Eustasius Uskup Antiokhia dimakzulkan dan diasingkan pada tahun 330. Atanasius, yang menjadi Uskup Aleksandria menggantikan Aleksander, dimakzulkan Sinode Tirus tahun 335, disusul Marselus Uskup Angkira yang dimakzulkan pada tahun 336. Arius sendiri pulang ke Konstantinopel untuk diterima kembali menjadi warga Gereja melalui upacara resmi, tetapi keburu wafat sebelum upacara dimulai. Kaisar Konstantinus Agung wafat pada tahun berikutnya, sesudah dibaptis Eusebius, Uskup Nikomedia penganut Arianisme. Kemangkatan Konstantinus Agung menandai akhir babak pertama dari pertarungan pasca-Konsili Nikea I antara ajaran Kristen yang ortodoks dan Arianisme.[67]

Peran Konstantinus

sunting

Kekristenan merupakan agama terlarang di negara Kekaisaran Romawi sampai dilegalkan pada tahun 313, ketika Kaisar Konstantinus dan Kaisar Lisinius mengeluarkan maklumat bersama yang terkenal dengan sebutan Maklumat Milan. Meskipun demikian, Kekristenan versi Nikea baru didapuk menjadi agama negara dengan Maklumat Tesalonika tahun 380. Selama itu pula paganisme masih berstatus legal dan diamalkan secara terbuka dalam kehidupan bermasyarakat. Citra Konstantinus Agung pada uang logam maupun gambar-gambar resmi keluaran masa pemerintahannya masih dihubung-hubungkan dengan kultus pagan Sol Invictus sampai Konsili Nikea I digelar. Mulanya Konstantinus mendorong pembangunan kuil-kuil baru[68] dan menoleransi upacara-upacara kurban tradisional,[69] tetapi kemudian hari kuil-kuil Romawi justru dijarah dan dihancurkan atas perintahnya.[70][71][72]

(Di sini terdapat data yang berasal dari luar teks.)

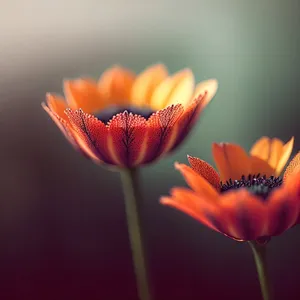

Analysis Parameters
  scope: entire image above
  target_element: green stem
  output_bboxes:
[121,169,151,300]
[249,242,271,300]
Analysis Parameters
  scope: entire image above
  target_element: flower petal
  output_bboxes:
[192,79,218,110]
[109,111,147,167]
[130,64,168,106]
[276,137,294,176]
[212,143,251,182]
[219,188,267,241]
[172,93,207,151]
[150,69,194,110]
[66,109,115,164]
[188,155,220,191]
[160,188,220,232]
[266,173,300,236]
[64,79,105,113]
[143,104,183,163]
[249,156,275,177]
[283,152,300,181]
[46,93,69,122]
[175,163,219,201]
[98,66,135,105]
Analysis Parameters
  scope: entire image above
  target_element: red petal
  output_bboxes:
[219,189,268,241]
[172,94,206,151]
[175,163,219,201]
[160,188,221,232]
[143,104,183,163]
[66,109,115,164]
[188,155,220,191]
[268,173,300,236]
[109,111,147,167]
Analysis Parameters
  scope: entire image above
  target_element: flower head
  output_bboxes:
[43,64,217,167]
[161,137,300,241]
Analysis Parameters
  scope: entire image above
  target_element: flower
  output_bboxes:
[42,64,217,168]
[161,137,300,241]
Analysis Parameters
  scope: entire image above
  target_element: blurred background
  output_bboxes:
[0,0,300,300]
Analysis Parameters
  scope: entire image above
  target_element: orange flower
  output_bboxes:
[161,137,300,241]
[43,64,217,168]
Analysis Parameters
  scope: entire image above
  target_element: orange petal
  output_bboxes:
[192,79,218,109]
[212,143,251,181]
[172,95,205,151]
[219,188,268,241]
[188,155,220,191]
[160,188,222,232]
[64,79,104,113]
[143,104,183,163]
[131,64,168,106]
[66,109,115,164]
[284,152,300,181]
[249,156,275,177]
[46,93,69,122]
[150,69,194,110]
[276,137,294,176]
[175,163,219,201]
[267,173,300,236]
[98,66,135,105]
[109,111,147,168]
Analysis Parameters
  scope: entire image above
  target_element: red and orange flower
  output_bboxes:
[161,137,300,241]
[43,64,217,168]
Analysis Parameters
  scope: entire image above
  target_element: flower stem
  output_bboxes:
[249,242,271,300]
[121,169,151,300]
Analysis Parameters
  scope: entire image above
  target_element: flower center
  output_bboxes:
[220,174,282,199]
[95,105,155,123]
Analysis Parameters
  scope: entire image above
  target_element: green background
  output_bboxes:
[0,0,300,300]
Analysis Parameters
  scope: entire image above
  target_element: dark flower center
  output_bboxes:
[95,105,154,123]
[220,174,282,199]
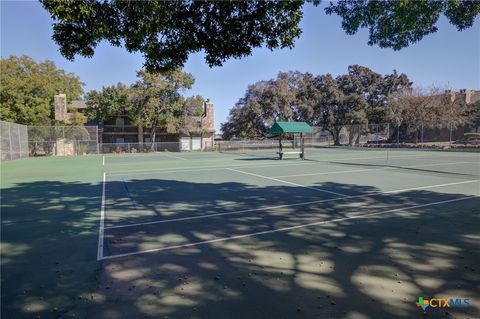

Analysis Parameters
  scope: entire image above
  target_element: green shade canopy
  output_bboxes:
[269,122,313,134]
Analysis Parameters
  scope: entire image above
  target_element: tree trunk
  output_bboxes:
[329,128,341,146]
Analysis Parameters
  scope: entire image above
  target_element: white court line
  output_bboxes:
[105,180,480,230]
[97,172,107,260]
[102,196,478,259]
[273,162,476,178]
[226,168,348,197]
[163,153,188,161]
[107,154,438,175]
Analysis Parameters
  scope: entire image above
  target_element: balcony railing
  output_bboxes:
[103,125,138,133]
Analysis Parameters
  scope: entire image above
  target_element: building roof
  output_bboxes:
[269,122,313,133]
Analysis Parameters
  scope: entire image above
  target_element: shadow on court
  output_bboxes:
[2,179,480,319]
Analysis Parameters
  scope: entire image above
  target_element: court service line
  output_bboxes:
[273,162,476,178]
[107,154,438,175]
[102,196,478,259]
[226,168,348,197]
[122,177,137,210]
[97,172,107,260]
[105,180,480,230]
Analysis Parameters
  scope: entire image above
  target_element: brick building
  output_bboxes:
[54,94,215,151]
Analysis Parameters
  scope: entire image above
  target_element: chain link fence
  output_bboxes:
[0,121,28,162]
[28,126,100,156]
[294,119,480,149]
[220,119,480,154]
[100,142,182,154]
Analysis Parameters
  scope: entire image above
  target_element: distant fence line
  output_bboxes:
[0,119,480,162]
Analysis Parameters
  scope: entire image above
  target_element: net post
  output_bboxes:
[8,123,14,160]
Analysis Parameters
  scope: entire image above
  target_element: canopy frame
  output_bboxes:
[269,122,313,160]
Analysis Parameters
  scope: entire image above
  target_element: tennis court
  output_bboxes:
[98,149,479,259]
[2,148,480,318]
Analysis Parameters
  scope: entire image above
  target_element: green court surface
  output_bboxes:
[1,148,480,319]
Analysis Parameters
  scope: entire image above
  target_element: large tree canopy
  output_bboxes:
[0,56,83,125]
[128,70,195,148]
[85,83,130,121]
[41,0,303,71]
[325,0,480,50]
[40,0,480,72]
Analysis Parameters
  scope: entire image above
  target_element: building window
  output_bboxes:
[115,117,125,126]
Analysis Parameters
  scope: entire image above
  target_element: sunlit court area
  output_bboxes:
[0,0,480,319]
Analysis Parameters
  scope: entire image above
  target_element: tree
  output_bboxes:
[325,0,480,50]
[387,87,471,143]
[85,83,130,121]
[128,70,195,149]
[222,65,411,144]
[40,0,480,72]
[180,95,205,135]
[40,0,303,71]
[314,74,368,145]
[0,55,84,125]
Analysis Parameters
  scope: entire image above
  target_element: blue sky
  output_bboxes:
[0,1,480,130]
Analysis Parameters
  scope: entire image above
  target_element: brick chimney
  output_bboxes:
[53,94,68,122]
[202,99,215,132]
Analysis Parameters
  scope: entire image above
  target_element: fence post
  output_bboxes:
[95,126,100,154]
[449,123,453,144]
[62,126,67,156]
[397,124,400,147]
[420,122,423,148]
[7,123,13,160]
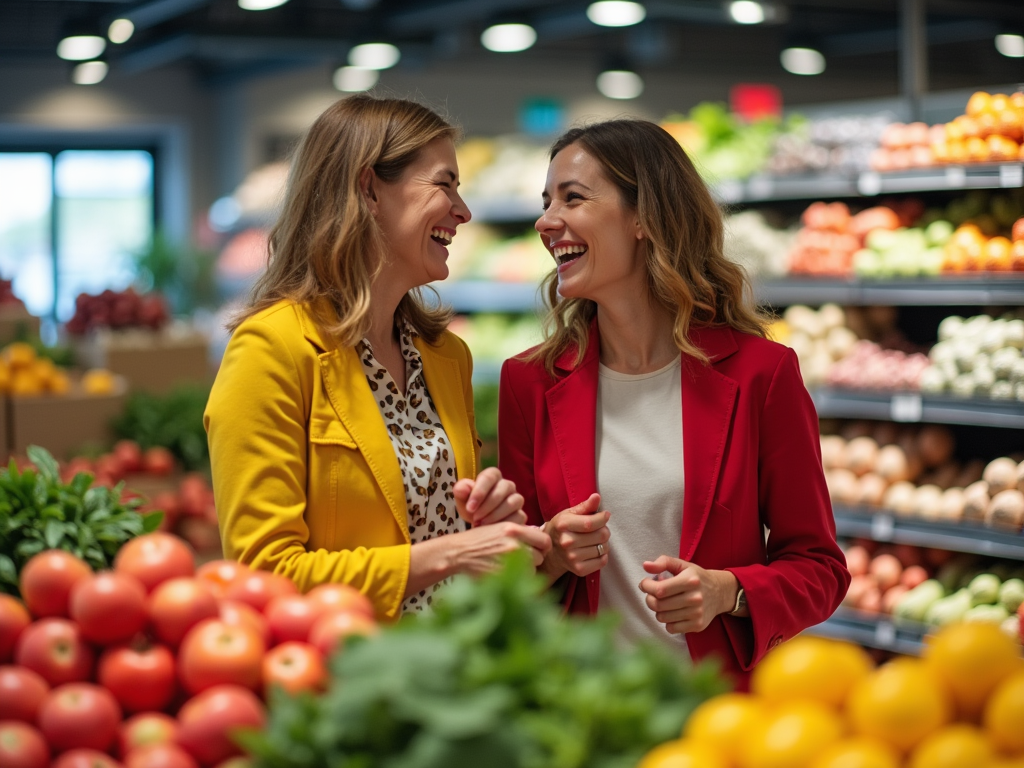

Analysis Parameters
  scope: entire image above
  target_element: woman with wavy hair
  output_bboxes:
[499,120,850,685]
[205,95,550,621]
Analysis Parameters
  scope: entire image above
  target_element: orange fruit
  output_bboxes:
[683,693,768,762]
[811,738,900,768]
[847,658,952,752]
[738,701,843,768]
[923,623,1021,722]
[907,723,995,768]
[984,672,1024,753]
[637,738,729,768]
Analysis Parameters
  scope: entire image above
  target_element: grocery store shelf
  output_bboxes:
[807,608,928,656]
[755,272,1024,306]
[833,505,1024,560]
[811,387,1024,429]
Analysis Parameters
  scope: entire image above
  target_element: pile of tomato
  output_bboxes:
[0,531,377,768]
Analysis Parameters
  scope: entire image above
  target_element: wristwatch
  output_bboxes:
[729,587,746,616]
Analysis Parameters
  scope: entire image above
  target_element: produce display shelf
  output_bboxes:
[833,505,1024,560]
[811,387,1024,429]
[754,272,1024,306]
[807,608,928,656]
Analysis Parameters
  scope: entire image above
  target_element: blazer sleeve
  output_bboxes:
[498,360,544,525]
[205,321,410,620]
[726,349,850,670]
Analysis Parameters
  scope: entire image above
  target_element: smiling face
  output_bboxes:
[365,138,470,293]
[535,144,644,304]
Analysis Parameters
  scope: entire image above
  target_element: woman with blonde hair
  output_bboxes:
[499,120,850,686]
[205,95,550,621]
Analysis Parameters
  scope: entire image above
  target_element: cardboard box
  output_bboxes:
[5,376,128,461]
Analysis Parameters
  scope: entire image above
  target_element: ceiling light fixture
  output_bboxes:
[729,0,765,24]
[57,35,106,61]
[348,43,401,70]
[334,67,381,93]
[480,24,537,53]
[995,35,1024,58]
[106,18,135,45]
[587,0,647,27]
[71,61,110,85]
[779,48,825,75]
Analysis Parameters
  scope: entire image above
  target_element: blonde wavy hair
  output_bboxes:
[228,94,459,346]
[527,119,768,376]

Sehubungan dengan Konsili Nikea I, peran Konstantinus Agung adalah peran selaku pemimpin sipil dan pemangku kekuasaan tertinggi di negara Kekaisaran Romawi. Selaku kaisar, sudah menjadi tanggung jawabnya untuk memelihara ketertiban sipil, dan oleh karena itulah ia mengupayakan agar Gereja dapat seia sekata, hidup rukun dan damai. Ketika pertama kali mendengar laporan tentang gejolak yang timbul di Aleksandria akibat silang pendapat seputar ajaran Arius, ia menjadi "sangat risau" lalu "menegur" Arius maupun Uskup Aleksander sebagai biang gara-gara dan membiarkannya tersiar sampai ke telinga masyarakat umum.[73] Ia juga sadar akan adanya "kepelbagaian pendapat" terkait tanggal perayaan Paskah, dan karena ingin agar kedua masalah tersebut tertuntaskan, ia menugasi "Yang Terhormat" Hosius Uskup Korduba untuk menyelenggarakan sebuah konsili tingkat lokal demi "merukunkan pihak-pihak yang saling berseberangan".[73] Ketika usaha ini menemui jalan buntu, Konstantinus pun memutuskan untuk menggelar sebuah sinode di Nikea, dengan mengundang "tokoh-tokoh pimpinan umat Kristen yang paling terkemuka dari tiap-tiap negeri".[74]

Konstantinus Agung memperlancar penyelenggaraan konsili dengan mengatur agar semua ongkos perjalanan pulang pergi para uskup maupun ongkos penginapan mereka di Nikea ditanggung pemerintah.[75] Ia juga menyediakan sebuah "bangsal besar ... di istana" berikut perabot dan segala kelengkapannya sebagai lokasi penyelenggaraan musyawarah agar para hadirin "mendapatkan perlakuan yang layak dan bermartabat".[75] Dalam pidato pembukaan konsili, ia "mengimbau para uskup agar seia sekata, sehati dan sejiwa", dan senantiasa berpedoman kepada Kitab Suci dengan berkata, "oleh karena itu, kiranya segala silang sengketa ditiadakan, dan marilah kita mencari jalan keluar untuk permasalahan-permasalahan yang ada dari firman yang diwahyukan Allah."[75]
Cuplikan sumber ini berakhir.